Ex-ministro do STF participou do Congresso Brasileiro de Advogados, no Rio de Janeiro (RJ)

Atualizado em 23/10/2014 às 09:10, por Redação Portal IMPRENSA.

Na última quarta-feira (22/10), o ex-ministro do Supremo Tribunal Federal (STF) defendeu a importância da rejeição da censura prévia durante debate entre jornalistas e advogados sobre a liberdade de imprensa e a democratização da mídia no Brasil em um dos painéis do Congresso Brasileiro de Advogados, no Rio de Janeiro (RJ).
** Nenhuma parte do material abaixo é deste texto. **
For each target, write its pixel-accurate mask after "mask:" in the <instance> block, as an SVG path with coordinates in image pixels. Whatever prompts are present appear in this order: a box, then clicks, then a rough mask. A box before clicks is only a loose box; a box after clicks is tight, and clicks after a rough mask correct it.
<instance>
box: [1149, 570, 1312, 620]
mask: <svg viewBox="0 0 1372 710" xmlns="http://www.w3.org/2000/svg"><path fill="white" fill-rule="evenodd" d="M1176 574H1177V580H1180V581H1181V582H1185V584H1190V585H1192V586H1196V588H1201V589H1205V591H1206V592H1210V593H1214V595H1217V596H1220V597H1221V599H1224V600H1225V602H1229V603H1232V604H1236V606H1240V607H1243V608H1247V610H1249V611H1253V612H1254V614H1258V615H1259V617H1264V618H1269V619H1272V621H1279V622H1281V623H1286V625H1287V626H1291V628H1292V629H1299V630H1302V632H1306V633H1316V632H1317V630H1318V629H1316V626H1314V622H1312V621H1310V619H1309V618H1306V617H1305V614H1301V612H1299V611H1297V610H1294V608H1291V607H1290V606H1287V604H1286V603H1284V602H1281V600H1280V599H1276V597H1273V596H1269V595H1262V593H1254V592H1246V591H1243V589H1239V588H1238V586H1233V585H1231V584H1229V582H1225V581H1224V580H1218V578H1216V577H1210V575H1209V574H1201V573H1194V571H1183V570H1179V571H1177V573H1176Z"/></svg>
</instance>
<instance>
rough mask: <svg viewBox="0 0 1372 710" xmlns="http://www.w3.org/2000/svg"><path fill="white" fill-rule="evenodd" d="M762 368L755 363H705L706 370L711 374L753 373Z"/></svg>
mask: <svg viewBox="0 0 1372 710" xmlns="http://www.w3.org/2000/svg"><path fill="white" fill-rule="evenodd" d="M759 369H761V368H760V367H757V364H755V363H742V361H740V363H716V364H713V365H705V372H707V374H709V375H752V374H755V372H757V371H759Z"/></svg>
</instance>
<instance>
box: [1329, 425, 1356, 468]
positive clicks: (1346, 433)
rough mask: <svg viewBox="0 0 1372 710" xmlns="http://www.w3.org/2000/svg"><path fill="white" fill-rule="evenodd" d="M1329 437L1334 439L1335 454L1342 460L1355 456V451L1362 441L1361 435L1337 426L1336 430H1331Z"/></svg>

Crédito:Agência Brasil Ex-ministro do STF rejeita a ideia de censura prévia à imprensa
De acordo com a EBC, Britto destacou o fato de a liberdade de expressão se confrontar com direitos constitucionais como a imagem, a honra e a intimidade. "Não se pode impedir que o Judiciário fale por último, nem que a imprensa fale primeiro", ponderou.
O ex-ministro disse que a Constituição não "hipotetiza a violabilidade do direito de liberdade de expressão" e que o temor do abuso não autoriza censura à imprensa. "O próprio nome diz, o direito de resposta vem depois. Primeiro, vem a liberdade de pensamento", acrescentou.
Durante o evento, também participaram o professor da Universidade Federal de Alagoas Marcelo Machado, o diretor jurídico da Rede Globo Carlos Araújo, e o jornalista Luis Nassif, que criticou a visão de que as reparações previstas na lei funcionem.
Para Nassif, os meios de comunicação não são punidos e as pessoas atacadas têm medo de reagir e sofrer retaliações. Segundo ele, a mobilização online é uma maneira de democratizar a comunicação, elevar a participação política e a fiscalização do estado.